The 4th Troop of Horse Guards was the Scottish unit within the Horse Guards Regiment. It was part of the United Kingdom military establishment from 1709 to 1746, but before the Union of the Parliaments, it had been an independent unit in Scotland, sometimes referred to in modern works as the Scots Troop of Horse. The unit's establishment is usually dated to 1661, although its antecedents extend back to the fifteenth century.

The recorded history of the royal guard in Scotland dates from the 1440s, when Sir Patrick Gray is recorded as captain of the guard under King James II. A regular succession of captains is recorded from then on, but the size and organization of the unit changed several times: in 1584 it was a small mounted escort of forty veteran troopers, its lowest recorded strength, but in 1594 it reached what was probably its largest size, mustering four cavalry troops plus 400 infantry. Although the guard was retained in Scotland after the Union of the Crowns, the unit was downsized to just ten men in 1609, and it seems to have been disbanded in 1628.

After 1628, there seems to have been no separate Guard in Scotland, although when Charles I raised a Life Guard to fight in the English Civil War, it incorporated a sizable Scottish contingent, including the commanding officer, Lord Bernard Stewart.

In 1650, when Charles II landed in Scotland, a mounted regiment of Life Guards was formed, with the Earl of Eglinton as Colonel or Captain-General, and Viscount Newburgh as lieutenant-colonel and as captain of the bodyguard troop. Eglinton was captured early in 1651, but the Life Guard appears to have fought at the Battle of Worcester, after which Newburgh escaped into exile.
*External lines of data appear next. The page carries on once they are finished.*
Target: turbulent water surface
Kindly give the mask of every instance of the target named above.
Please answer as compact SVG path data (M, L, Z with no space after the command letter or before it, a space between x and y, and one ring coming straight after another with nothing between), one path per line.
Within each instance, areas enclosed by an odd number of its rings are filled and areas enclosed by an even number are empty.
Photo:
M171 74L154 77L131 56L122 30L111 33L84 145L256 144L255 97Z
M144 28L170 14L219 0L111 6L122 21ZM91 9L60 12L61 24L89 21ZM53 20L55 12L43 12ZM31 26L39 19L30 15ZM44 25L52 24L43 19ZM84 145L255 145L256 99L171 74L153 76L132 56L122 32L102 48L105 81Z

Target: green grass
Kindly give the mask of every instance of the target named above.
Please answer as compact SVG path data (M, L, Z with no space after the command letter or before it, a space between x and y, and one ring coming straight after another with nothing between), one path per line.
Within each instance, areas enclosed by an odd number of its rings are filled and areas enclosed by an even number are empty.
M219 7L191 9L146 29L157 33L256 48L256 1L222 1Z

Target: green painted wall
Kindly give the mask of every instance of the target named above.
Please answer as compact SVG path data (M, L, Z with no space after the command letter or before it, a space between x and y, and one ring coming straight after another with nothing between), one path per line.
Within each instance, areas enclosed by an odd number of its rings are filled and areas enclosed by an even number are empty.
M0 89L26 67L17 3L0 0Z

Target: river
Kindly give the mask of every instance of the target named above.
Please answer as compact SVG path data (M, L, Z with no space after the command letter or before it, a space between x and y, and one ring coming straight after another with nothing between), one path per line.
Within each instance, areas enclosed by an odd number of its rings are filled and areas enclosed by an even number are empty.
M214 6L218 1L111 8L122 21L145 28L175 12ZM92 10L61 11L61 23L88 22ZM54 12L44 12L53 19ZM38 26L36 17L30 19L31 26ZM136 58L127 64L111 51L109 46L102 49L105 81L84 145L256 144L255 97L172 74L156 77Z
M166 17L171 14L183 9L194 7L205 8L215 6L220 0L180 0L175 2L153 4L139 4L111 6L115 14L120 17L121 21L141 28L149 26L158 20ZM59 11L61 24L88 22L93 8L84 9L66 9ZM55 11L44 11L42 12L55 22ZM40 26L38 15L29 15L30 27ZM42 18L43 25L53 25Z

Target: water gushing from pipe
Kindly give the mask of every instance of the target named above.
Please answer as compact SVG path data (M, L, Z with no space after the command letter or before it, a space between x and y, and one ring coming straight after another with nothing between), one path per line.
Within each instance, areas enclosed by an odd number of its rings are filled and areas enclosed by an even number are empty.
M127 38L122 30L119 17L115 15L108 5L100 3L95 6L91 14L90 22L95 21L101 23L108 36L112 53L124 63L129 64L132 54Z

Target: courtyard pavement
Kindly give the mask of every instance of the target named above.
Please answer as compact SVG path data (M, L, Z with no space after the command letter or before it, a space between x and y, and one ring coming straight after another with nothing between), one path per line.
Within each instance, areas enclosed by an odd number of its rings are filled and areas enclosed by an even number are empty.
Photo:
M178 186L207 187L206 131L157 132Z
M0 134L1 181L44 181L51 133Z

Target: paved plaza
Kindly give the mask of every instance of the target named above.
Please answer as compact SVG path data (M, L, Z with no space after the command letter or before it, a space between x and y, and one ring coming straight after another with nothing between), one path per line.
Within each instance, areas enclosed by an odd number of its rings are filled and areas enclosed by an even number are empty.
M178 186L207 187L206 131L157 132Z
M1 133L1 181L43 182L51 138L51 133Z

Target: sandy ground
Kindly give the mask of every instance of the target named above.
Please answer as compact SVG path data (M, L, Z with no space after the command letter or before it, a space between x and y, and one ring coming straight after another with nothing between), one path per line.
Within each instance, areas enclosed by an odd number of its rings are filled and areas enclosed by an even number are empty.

After the Restoration, Newburgh mustered a revived bodyguard troop in Edinburgh in March 1661, numbering four officers, five NCOs, and 120 troopers, plus a surgeon and clerk, three trumpeters and a drummer. This was a prestige unit, in which the lowest-ranking NCOs held captains' commissions from the Civil War, and the lowliest troopers were gentlemen's sons. It ranked as the senior unit of Scotland's new standing army.